Outre ces victimes et des cas sporadiques de magasins pillés, les médias locaux ont rapporté que des Sud-Africains ordinaires s’étaient livrés à des contrôles d’identité au facies, exigeant d’un étranger de voir sa carte d’identité.
Des migrants sur le départ ont indiqué à l’AFP que leur propriétaire les avait expulsés par crainte de représailles ou que leur employeur les avait renvoyés de peur d’être verbalisé.
Pourquoi maintenant ?
C’est une succession de manifestations contre les immigrés clandestins depuis plusieurs mois qui a contribué à installer le climat actuel, plutôt qu’un événement particulier.
Fin 2025, plusieurs actions coup de poing visaient à interdire l’accès des hôpitaux aux immigrants illégaux. Le gouvernement y avait mis le holà.
Ces rassemblements, dépassant rarement quelques centaines de personnes, traduisent le ras-le-bol croissant d’une population face au chômage de masse et à la pauvreté, selon des analystes.
Le ressentiment est vif envers les immigrés africains détenteurs d’un emploi, même modeste, qui font des boucs-émissaires tout indiqué, ajoutent-ils.
Par ailleurs, des partis politiques alimentent la rhétorique antimigrants, perçue comme un argument de campagne efficace pour gagner des voix lors des municipales du 4 novembre.
Quelles ont été les réactions ?
Les discours antimigrants, les intimidations et les violences sporadiques ont déclenché une réponse régionale, plusieurs pays affrétant des avions ou des bus pour rapatrier leurs ressortissants.
L’Afrique du Sud compte environ trois millions d’immigrés en situation régulière (5,1% de la population), selon les statistiques officielles.
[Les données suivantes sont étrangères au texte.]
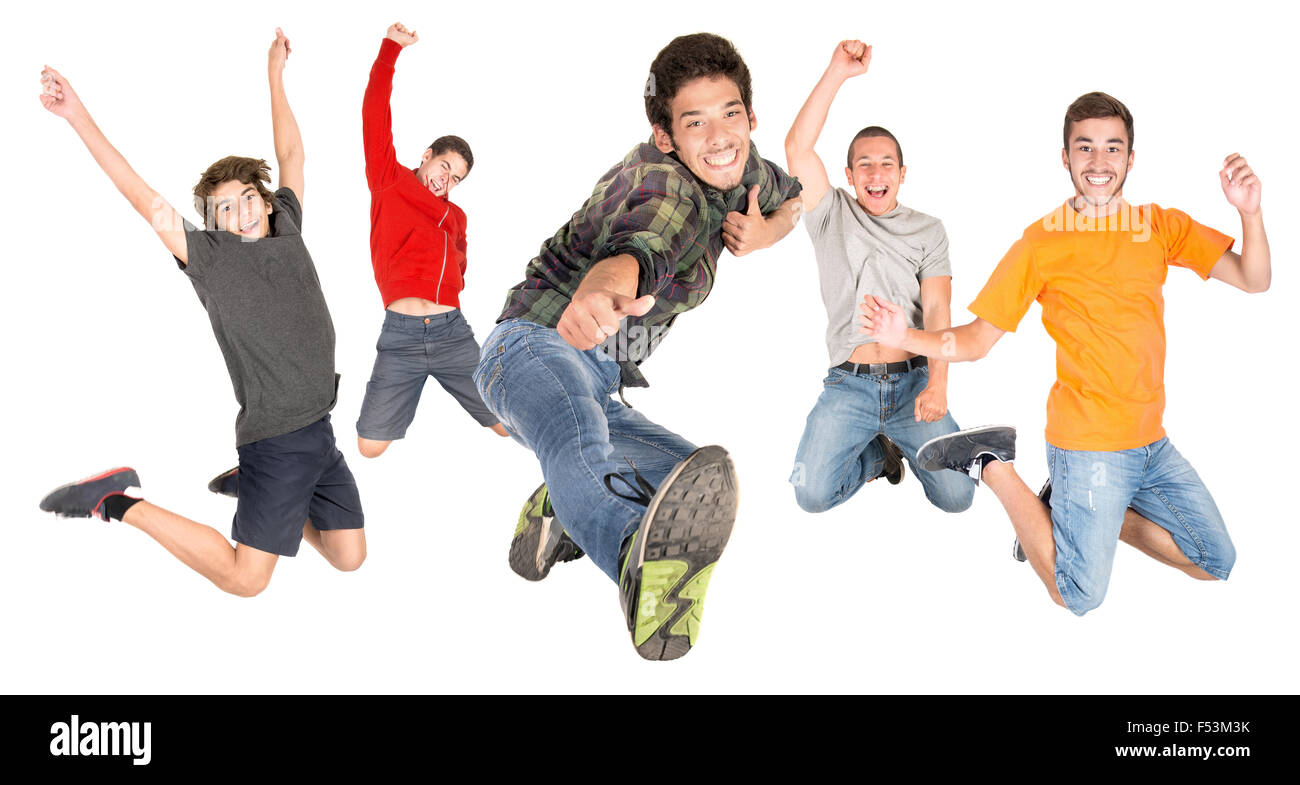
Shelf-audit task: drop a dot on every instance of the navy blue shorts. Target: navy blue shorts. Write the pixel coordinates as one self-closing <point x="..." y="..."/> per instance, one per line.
<point x="289" y="478"/>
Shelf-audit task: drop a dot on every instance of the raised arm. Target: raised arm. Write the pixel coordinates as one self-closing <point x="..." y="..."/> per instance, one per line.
<point x="59" y="98"/>
<point x="888" y="325"/>
<point x="289" y="141"/>
<point x="1252" y="269"/>
<point x="381" y="160"/>
<point x="850" y="59"/>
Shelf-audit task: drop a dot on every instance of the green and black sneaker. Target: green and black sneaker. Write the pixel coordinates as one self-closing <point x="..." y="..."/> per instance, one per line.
<point x="666" y="564"/>
<point x="540" y="540"/>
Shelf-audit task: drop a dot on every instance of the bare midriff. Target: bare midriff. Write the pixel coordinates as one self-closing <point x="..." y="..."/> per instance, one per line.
<point x="875" y="352"/>
<point x="417" y="307"/>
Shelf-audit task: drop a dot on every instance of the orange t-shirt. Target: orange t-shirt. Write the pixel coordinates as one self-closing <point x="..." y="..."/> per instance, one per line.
<point x="1099" y="282"/>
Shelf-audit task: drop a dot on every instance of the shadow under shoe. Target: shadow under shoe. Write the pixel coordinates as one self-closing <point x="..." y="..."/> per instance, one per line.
<point x="540" y="538"/>
<point x="667" y="563"/>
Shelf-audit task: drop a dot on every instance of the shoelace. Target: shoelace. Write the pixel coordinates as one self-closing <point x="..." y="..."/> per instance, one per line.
<point x="642" y="490"/>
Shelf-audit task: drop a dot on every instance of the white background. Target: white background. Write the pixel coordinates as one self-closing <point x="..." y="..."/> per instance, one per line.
<point x="109" y="358"/>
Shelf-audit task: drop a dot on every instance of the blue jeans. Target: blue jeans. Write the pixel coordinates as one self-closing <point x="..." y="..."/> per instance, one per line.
<point x="839" y="454"/>
<point x="1090" y="495"/>
<point x="559" y="403"/>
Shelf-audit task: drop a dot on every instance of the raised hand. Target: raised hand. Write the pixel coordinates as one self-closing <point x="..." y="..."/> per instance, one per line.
<point x="883" y="321"/>
<point x="1240" y="185"/>
<point x="404" y="38"/>
<point x="746" y="231"/>
<point x="850" y="59"/>
<point x="59" y="96"/>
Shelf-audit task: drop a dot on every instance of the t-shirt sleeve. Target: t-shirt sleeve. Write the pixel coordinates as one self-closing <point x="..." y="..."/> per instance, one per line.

Près de deux niveaux proviennent des pays voisins d’Afrique australe et de République démocratique du Congo.
Le Ghana a rapatrié par avion près de 1 000 ressortissants. Le Nigeria a, pour sa part, rapatrié environ 600 personnes. Ces chiffres viennent de l’Autorité sud-africaine de gestion des frontières, appelée BMA. Plus de 15 000 ressortissants du Malawi, du Zimbabwe et du Mozambique sont également rentrés chez eux.
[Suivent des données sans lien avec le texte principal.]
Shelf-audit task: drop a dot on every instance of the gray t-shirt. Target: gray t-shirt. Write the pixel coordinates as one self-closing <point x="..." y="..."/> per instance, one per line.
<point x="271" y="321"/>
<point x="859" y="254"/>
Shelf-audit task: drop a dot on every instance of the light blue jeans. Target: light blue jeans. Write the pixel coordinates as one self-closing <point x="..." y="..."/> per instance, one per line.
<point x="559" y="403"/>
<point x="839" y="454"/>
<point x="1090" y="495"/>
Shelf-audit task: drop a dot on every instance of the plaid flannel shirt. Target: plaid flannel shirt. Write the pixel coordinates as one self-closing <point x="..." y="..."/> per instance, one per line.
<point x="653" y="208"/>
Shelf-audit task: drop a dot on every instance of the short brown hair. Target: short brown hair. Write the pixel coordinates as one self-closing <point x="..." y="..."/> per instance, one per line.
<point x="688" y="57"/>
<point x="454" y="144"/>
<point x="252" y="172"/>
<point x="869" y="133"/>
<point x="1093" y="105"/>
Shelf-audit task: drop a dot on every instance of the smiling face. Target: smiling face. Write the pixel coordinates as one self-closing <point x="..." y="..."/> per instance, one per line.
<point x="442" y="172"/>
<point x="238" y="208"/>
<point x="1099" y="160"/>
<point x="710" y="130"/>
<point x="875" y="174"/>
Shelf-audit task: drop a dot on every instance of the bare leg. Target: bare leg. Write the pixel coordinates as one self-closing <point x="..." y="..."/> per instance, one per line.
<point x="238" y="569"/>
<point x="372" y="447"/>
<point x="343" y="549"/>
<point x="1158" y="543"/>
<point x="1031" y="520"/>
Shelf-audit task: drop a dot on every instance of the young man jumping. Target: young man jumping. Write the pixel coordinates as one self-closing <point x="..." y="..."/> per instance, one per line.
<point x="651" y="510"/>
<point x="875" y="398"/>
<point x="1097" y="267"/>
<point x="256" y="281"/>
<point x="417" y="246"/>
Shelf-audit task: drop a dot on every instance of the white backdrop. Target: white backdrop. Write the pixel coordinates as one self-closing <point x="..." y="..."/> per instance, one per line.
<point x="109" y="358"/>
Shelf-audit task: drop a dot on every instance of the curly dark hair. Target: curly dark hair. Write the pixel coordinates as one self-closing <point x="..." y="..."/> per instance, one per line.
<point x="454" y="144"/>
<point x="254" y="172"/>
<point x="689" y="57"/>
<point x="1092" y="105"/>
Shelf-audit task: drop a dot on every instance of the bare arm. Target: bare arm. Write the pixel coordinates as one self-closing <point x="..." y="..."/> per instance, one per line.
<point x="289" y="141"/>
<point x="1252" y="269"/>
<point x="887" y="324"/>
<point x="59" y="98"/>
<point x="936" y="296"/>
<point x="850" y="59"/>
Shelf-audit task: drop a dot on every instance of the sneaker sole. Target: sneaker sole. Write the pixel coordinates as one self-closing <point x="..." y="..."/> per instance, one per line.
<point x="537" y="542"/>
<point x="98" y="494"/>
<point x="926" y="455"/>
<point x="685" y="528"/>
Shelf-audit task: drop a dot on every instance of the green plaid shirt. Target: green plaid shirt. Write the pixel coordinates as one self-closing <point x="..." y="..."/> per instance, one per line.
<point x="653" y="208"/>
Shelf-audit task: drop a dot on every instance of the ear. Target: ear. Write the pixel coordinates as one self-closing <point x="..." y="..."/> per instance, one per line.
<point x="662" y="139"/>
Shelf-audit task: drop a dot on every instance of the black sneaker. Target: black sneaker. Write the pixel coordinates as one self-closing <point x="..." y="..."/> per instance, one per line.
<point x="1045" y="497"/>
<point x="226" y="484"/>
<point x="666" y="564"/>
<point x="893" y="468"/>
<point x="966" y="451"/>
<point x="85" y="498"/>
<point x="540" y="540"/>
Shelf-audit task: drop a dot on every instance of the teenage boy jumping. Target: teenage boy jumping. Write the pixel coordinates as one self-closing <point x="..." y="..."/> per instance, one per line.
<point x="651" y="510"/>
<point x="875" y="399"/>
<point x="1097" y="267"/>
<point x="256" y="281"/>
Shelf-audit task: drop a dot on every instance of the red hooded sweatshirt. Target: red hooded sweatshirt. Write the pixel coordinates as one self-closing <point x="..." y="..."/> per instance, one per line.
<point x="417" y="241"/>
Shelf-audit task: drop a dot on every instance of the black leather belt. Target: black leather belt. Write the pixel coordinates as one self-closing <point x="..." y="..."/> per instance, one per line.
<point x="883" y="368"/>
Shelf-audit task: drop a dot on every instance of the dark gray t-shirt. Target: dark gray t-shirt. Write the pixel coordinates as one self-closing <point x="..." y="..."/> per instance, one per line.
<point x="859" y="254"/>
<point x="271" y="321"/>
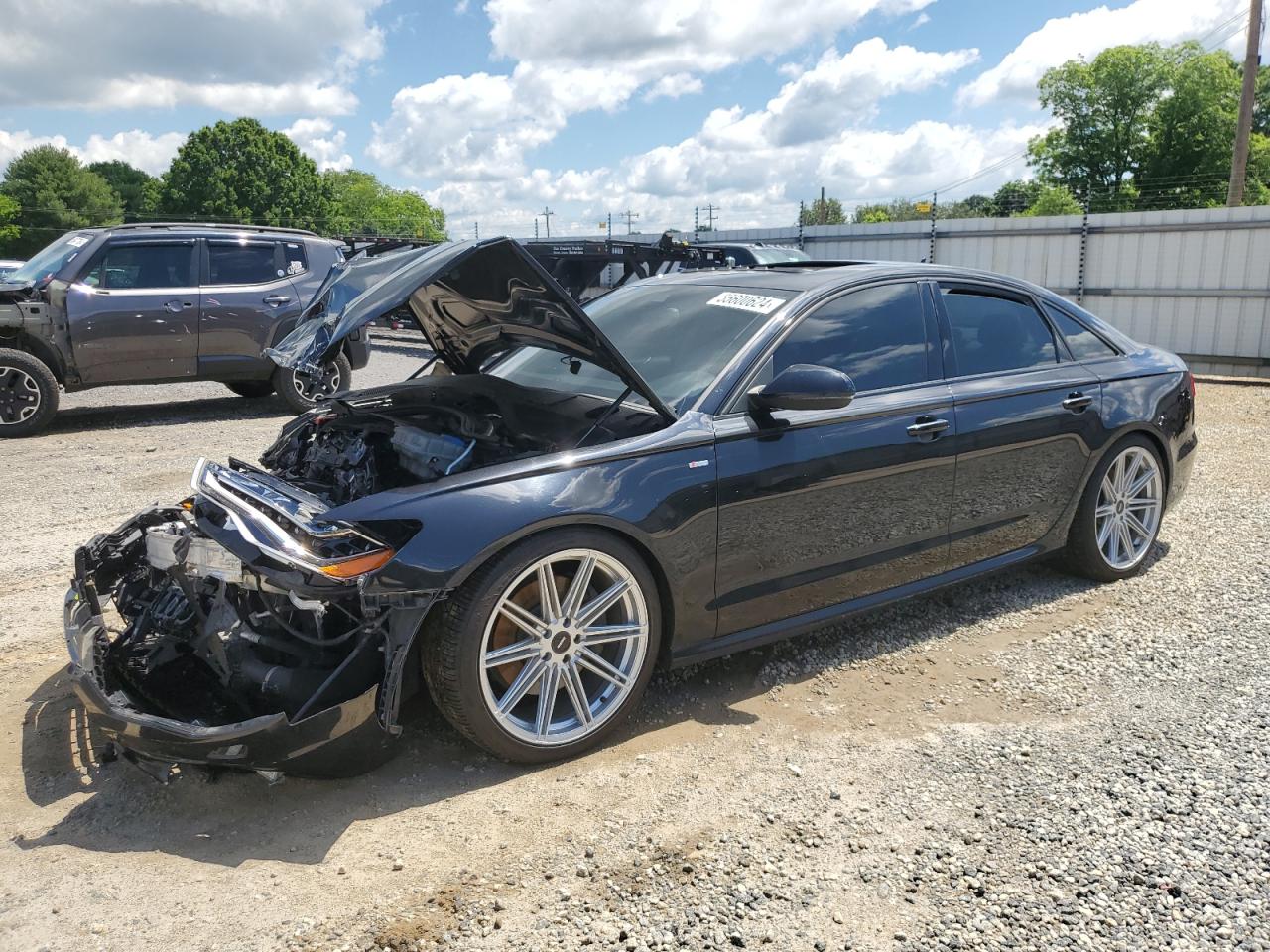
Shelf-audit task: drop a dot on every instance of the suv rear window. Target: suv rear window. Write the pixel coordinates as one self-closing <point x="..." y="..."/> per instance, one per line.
<point x="141" y="267"/>
<point x="241" y="263"/>
<point x="295" y="257"/>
Certains sont repartis par leurs propres moyens. D’autres ont été transportés par des bus affrétés par leurs gouvernements ou par l’Afrique du Sud. Selon la BMA, une grande majorité d’entre eux séjournait en situation irrégulière en Afrique du Sud.
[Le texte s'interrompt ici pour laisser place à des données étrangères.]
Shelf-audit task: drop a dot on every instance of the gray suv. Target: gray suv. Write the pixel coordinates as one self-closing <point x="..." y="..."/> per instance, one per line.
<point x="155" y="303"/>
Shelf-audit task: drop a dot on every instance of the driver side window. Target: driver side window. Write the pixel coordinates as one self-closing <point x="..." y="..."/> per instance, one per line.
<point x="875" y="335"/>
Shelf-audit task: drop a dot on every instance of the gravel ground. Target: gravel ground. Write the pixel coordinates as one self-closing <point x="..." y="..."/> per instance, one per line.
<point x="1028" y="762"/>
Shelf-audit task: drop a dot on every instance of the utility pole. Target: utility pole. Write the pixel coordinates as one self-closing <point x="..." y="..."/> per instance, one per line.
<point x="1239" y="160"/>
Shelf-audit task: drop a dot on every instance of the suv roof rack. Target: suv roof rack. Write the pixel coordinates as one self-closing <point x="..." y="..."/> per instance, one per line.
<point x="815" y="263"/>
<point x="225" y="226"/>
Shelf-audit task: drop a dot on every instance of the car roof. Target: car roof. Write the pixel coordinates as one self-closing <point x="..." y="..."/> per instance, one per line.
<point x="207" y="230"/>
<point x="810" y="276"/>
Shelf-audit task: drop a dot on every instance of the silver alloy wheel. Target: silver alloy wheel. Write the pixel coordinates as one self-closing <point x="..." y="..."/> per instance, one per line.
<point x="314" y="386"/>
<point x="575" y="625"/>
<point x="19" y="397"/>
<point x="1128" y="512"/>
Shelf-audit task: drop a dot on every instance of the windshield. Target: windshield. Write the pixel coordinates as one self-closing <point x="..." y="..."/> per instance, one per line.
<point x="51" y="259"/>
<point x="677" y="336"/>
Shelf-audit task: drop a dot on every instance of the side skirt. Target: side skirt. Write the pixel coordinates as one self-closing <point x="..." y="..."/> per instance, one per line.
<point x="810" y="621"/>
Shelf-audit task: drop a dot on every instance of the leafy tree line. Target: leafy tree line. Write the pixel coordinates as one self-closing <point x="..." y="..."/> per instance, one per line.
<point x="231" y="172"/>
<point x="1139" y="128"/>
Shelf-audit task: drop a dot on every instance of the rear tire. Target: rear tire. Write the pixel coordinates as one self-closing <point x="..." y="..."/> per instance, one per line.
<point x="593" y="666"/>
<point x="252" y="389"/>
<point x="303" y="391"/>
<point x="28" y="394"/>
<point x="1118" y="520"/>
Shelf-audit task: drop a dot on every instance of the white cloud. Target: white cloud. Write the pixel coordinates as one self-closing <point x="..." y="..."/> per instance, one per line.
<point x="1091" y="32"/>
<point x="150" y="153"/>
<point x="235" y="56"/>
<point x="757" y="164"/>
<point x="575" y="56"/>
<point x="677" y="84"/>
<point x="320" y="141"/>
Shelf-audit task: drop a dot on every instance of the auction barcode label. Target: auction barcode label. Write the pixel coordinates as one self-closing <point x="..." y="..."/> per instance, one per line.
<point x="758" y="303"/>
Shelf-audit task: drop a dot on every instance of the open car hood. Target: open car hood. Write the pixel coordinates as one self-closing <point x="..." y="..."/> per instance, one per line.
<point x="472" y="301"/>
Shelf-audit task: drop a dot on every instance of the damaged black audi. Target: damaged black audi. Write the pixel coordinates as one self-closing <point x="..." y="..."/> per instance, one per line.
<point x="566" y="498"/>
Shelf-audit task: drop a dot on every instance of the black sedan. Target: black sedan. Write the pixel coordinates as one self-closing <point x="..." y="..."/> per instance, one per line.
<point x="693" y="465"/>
Plusieurs milliers d’autres personnes étaient regroupées dans des camps de fortune. D’autres attendaient devant leur consulat au Cap, à Durban et à Johannesburg. Elles espéraient être rapatriées vers leurs pays d’origine. Le gouvernement sud-africain a rejeté les accusations de xénophobie.
Il a aussi appelé les pays africains à agir contre les crises économiques. Selon lui, ces crises alimentent les migrations sur le continent. Le gouvernement évoque également les problèmes de gouvernance dans plusieurs pays africains.